The Times interview 2008:
The Times interview 2008:
From The Times
April 5, 2008
A close encounter with George Clooney
George Clooney’s easy banter and high-brow films have made him the thinking person’s heart-throb. But what do we really know about him? Ginny Dougary has a close encounter with a most elusive superstarGinny Dougary George Clooney is a guys’ guy, a gays’ guy and, obviously, a ladies’ man. It’s not just the looks and the voice, the irony (a slanting sense of humour not generally shared by his compatriots), the charm, the political awareness and unphoney compassion – an American who isn’t an embarrassment to America; it’s the whole package. He must be too good, surely, to be true?
The Clooney effect is even more astounding. You can attract your own little fan club just by announcing that you are off to interview him. My taxi driver, the most bloke-ish of South London blokes, got unusually excited: “George Clooney! Even I fancy him, and I’m heterosexual.” A gay female friend announced that she would cross the line for a night with him. Editors expirated; acquaintances asked if they could touch my hand as though they could press Clooney’s flesh, by long-distance osmosis, when he brushed mine; friends were beside themselves with envy. Mentioning his name at Heathrow and LAX airports was an “Open Sesame” for instant upgrades. On my return, I watched a documentary about a sex change ex-paratrooper whose first woozy words on coming round from her final op were: “Get me George Clooney’s number.”

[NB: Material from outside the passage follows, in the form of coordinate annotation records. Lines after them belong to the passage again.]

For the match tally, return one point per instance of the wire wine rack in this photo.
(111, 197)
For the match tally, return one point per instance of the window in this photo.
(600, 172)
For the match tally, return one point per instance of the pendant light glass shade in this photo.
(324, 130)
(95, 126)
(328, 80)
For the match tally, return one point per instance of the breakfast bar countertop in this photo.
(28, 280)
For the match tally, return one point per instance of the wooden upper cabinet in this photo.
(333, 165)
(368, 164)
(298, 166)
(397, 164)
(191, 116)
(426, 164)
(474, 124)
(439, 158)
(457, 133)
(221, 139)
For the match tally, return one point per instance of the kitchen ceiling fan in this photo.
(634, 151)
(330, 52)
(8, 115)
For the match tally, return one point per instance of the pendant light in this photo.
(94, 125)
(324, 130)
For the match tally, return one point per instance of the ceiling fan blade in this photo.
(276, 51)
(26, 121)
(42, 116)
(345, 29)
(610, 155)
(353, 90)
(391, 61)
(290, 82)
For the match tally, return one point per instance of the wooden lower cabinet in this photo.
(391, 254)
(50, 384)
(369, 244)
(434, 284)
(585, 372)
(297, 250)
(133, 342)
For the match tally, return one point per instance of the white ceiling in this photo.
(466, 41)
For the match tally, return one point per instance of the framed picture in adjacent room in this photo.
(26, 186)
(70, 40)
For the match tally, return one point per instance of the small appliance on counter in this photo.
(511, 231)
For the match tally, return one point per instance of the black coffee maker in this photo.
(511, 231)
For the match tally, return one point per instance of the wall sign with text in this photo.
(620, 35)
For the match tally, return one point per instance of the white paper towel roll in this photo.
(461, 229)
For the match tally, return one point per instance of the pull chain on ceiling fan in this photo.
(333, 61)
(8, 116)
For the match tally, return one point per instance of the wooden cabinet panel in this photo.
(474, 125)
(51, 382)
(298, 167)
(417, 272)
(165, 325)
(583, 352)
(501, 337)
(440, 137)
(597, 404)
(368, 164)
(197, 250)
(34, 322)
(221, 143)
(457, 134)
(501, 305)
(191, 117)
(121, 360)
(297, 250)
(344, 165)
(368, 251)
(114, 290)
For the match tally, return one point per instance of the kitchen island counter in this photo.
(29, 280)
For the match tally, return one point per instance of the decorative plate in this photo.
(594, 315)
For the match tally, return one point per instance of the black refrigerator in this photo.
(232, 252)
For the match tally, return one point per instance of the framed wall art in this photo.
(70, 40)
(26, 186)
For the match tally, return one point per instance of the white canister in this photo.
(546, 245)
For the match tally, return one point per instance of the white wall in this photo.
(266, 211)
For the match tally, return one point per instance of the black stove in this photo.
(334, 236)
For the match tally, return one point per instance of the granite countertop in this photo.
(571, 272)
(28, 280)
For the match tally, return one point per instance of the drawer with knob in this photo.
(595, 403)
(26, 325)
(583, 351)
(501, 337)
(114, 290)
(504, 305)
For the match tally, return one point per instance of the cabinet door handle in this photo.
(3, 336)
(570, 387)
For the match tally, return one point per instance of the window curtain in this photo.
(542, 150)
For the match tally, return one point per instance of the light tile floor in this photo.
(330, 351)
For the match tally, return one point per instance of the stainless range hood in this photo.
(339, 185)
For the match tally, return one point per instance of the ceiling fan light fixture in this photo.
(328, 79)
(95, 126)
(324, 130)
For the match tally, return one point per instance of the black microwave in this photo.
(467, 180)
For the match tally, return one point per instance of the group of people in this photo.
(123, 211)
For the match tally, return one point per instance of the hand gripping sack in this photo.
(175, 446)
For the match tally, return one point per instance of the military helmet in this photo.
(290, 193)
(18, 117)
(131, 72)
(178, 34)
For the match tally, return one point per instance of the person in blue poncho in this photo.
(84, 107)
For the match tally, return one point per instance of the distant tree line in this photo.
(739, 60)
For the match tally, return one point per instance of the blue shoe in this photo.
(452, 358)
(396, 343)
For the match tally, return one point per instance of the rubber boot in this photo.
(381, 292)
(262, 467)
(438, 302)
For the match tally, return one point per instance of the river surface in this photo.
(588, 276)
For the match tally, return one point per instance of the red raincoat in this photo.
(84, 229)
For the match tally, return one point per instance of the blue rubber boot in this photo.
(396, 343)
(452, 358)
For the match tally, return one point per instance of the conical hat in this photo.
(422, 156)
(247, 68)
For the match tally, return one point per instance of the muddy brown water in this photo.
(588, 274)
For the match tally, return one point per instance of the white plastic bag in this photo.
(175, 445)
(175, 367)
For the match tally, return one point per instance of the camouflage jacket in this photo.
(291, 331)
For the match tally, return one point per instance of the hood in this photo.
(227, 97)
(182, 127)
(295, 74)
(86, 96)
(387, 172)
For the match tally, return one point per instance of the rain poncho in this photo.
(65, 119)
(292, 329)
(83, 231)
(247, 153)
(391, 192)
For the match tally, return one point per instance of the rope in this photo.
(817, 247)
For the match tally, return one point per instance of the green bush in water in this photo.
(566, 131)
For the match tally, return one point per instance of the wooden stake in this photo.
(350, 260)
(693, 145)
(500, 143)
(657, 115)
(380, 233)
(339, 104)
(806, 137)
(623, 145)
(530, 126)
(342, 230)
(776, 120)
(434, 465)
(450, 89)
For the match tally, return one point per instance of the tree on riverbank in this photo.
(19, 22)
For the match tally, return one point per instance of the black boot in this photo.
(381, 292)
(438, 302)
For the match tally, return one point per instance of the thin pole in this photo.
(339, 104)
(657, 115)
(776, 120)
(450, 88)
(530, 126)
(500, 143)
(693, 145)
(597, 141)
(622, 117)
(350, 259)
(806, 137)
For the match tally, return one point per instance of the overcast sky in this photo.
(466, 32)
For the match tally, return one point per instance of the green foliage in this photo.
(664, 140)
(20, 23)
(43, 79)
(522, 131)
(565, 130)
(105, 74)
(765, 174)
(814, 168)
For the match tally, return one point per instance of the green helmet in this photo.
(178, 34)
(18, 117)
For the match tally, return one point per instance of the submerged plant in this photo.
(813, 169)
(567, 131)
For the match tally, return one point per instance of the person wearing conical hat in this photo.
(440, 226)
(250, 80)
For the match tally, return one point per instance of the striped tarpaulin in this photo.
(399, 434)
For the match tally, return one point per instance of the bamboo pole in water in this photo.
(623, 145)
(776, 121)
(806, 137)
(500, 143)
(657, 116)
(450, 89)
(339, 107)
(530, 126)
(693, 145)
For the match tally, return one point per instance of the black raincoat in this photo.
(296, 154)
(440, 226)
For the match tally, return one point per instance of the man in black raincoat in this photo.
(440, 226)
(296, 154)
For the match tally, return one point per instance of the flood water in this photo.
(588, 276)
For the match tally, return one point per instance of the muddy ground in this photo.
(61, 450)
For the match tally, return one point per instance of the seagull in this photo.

I was not immune to the Swoon, and started off by klutzily knocking over my tape recorder. He agreed that this was not my best move, setting the relaxed, jokey tone of the rest of our fiercely negotiated time together. Later, I find myself blurting out that it’s funny looking into those dreamy brown eyes (when you’ve just seen them magnified on the giant screen, there is the odd moment of unreality as you gaze into them face to face). “Yes,” he grins, “they are dreamy, aren’t they?”, as though they were something quite separate from himself.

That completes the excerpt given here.